The villagers in Tarrey Town never asked about his past. Rhondson spread the story that Ravi was an orphan Link picked up on his travels, and about once a week, a basket of bread or a crock of soup showed up on the road. He sent most of the gifts to Link. That man's stomach was vaster than the Depths, and Ravi spent a good chunk of each day cooking and cleaning up. His hands grew dry and cracked from dishwater. But if that's what it took.
He wasn't lonely. He repeated it to himself at night in the empty house, with the blankets tucked up to his chin, staring at the silhouette of the waxing moon through his curtains. Link had warned him about the work, and the solitude. But Ravi began talking openly to the horses. He fed Cherry scraps and bones and made a bed for her in the tack room.

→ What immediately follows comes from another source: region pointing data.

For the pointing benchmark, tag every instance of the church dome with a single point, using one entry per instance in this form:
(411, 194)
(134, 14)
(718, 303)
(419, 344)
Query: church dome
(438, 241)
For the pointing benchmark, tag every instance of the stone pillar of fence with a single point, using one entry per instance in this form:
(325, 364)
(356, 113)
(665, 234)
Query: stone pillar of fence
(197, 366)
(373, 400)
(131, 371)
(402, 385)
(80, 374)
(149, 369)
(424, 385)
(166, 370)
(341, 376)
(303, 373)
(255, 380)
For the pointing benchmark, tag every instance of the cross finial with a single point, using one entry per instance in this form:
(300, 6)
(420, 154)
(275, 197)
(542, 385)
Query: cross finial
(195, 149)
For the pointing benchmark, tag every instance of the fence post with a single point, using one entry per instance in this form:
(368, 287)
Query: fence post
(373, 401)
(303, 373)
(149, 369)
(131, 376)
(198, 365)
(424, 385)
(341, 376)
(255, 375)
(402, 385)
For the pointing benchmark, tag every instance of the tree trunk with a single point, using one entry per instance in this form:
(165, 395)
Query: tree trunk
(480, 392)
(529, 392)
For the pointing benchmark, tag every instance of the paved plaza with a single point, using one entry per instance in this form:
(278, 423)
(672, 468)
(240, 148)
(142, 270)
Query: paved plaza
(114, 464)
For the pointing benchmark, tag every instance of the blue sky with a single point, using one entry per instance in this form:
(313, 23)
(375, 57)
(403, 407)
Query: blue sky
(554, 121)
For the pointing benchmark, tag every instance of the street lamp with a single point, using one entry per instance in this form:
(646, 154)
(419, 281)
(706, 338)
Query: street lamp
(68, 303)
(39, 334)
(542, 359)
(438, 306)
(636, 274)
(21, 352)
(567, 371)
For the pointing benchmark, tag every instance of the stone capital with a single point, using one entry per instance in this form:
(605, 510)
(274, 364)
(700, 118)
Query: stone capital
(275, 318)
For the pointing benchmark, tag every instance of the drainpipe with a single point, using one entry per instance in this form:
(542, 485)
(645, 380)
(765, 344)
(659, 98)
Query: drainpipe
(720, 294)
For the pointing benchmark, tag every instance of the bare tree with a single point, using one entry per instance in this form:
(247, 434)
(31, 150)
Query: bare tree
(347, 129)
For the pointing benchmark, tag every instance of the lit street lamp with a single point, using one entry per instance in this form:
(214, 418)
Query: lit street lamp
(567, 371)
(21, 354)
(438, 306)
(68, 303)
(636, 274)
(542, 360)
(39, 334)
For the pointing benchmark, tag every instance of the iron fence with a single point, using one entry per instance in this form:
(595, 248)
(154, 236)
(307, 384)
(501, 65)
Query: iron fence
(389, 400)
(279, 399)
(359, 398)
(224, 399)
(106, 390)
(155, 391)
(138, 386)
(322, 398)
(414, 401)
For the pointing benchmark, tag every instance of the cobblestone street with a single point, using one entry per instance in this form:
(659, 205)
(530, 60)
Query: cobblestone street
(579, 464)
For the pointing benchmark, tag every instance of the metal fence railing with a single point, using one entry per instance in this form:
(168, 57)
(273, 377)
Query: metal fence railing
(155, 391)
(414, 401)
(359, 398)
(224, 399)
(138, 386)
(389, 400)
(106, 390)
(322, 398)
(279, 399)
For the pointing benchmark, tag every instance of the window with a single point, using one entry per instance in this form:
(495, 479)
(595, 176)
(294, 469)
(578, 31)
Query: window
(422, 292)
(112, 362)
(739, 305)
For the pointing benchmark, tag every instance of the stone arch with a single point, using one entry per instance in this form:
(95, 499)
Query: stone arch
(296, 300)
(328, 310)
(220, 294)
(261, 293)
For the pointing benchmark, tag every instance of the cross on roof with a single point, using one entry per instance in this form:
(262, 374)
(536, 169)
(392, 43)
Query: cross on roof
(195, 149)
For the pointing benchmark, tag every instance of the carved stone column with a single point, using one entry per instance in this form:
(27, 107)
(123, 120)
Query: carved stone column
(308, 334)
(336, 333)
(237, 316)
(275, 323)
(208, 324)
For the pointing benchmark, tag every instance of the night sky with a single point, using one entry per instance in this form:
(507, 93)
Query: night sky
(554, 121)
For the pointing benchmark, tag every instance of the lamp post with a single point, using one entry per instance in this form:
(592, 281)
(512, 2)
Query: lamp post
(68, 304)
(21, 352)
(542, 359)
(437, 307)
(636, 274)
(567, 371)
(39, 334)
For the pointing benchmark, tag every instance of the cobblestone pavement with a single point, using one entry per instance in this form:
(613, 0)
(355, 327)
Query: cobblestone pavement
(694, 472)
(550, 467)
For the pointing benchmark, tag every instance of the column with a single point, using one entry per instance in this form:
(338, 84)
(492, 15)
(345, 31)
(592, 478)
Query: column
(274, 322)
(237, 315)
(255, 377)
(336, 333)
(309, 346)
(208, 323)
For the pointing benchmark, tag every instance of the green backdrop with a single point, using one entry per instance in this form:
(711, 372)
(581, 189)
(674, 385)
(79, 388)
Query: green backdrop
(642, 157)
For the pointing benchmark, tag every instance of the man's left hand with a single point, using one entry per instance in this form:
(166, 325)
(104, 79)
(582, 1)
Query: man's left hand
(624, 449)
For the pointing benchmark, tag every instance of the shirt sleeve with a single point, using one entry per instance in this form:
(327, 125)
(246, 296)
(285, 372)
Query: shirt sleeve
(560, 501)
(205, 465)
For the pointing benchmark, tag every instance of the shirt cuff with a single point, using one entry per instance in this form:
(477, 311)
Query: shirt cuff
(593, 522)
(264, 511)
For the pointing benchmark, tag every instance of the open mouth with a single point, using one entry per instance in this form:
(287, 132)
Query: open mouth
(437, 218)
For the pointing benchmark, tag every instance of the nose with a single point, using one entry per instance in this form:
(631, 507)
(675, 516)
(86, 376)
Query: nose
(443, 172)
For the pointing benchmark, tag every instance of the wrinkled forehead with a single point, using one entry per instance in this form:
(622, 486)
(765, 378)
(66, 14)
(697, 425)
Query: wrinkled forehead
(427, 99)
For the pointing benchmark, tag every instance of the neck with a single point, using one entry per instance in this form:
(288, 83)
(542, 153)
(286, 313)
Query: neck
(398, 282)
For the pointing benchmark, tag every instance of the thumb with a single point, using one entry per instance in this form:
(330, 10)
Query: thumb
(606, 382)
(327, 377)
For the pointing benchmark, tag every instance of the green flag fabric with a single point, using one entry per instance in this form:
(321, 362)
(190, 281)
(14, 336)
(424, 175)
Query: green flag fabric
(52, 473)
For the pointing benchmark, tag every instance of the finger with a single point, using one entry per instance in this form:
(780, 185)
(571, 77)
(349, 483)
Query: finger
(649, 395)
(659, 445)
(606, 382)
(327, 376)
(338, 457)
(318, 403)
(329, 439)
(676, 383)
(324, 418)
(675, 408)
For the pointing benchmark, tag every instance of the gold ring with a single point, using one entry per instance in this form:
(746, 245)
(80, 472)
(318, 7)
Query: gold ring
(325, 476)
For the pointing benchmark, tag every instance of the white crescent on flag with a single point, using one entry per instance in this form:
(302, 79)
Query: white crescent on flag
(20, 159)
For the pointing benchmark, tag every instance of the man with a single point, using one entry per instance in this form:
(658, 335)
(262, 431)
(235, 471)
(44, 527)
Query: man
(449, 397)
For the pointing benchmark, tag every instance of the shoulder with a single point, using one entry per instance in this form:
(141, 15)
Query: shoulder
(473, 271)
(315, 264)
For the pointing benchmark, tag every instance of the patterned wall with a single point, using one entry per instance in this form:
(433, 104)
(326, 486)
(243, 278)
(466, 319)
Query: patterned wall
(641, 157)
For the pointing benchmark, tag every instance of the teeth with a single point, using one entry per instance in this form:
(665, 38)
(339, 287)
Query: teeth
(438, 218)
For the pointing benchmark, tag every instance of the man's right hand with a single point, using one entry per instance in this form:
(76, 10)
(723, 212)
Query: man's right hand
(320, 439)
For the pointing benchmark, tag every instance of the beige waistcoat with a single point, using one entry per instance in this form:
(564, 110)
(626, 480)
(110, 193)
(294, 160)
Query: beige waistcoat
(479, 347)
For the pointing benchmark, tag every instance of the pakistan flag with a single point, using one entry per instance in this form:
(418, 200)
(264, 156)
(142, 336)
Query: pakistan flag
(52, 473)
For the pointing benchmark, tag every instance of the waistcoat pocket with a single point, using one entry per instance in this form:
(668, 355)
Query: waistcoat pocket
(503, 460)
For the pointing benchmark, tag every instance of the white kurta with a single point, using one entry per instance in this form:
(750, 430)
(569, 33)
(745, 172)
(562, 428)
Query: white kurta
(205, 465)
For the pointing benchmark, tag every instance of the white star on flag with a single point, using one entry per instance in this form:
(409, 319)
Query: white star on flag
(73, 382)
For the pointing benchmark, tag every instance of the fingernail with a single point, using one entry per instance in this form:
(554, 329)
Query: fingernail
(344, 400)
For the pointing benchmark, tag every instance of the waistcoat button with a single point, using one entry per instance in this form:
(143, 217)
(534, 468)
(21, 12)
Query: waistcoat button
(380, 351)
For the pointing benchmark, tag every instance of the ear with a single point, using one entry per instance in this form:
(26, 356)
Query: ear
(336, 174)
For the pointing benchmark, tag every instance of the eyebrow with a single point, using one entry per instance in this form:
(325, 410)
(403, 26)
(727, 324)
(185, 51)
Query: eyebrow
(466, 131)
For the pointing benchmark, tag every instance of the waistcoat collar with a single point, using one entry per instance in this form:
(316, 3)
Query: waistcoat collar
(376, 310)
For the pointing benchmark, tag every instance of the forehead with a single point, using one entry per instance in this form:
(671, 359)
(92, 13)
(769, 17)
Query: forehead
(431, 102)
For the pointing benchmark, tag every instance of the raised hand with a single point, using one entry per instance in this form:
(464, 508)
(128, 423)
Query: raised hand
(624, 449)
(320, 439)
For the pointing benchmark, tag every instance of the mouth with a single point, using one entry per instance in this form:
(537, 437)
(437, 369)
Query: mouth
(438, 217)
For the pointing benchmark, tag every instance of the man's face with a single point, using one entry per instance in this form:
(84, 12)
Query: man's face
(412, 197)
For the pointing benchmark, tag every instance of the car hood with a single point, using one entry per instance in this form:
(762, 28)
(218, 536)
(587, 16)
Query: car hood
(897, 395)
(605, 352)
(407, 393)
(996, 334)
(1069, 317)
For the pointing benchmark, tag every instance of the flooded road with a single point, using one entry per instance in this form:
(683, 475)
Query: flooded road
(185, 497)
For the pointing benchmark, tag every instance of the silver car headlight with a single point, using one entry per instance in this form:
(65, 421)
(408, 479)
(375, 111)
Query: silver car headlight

Ravi was practicing at the range behind the paddock when Link came back from his second excursion. It was a hot, windless evening. Crickets chirped in the long grass. Sticky sweat trickled between Ravi's shoulder blades and collected under his arm guard. He fitted another arrow to his string, drew smoothly, and aimed for a painting of Karta, which he'd tacked to the round target. His eyes narrowed, and he released. The arrow sank into Karta's forehead, burying into the target halfway up the shaft. He nodded, satisfied.
Strings of blue light knit together before the shrine on top of the hill. Link's glider snapped out and as he floated the short distance to the range, Ravi lowered his bow. He bit back a smile, keeping his expression cool, but his shoulders sank in relief.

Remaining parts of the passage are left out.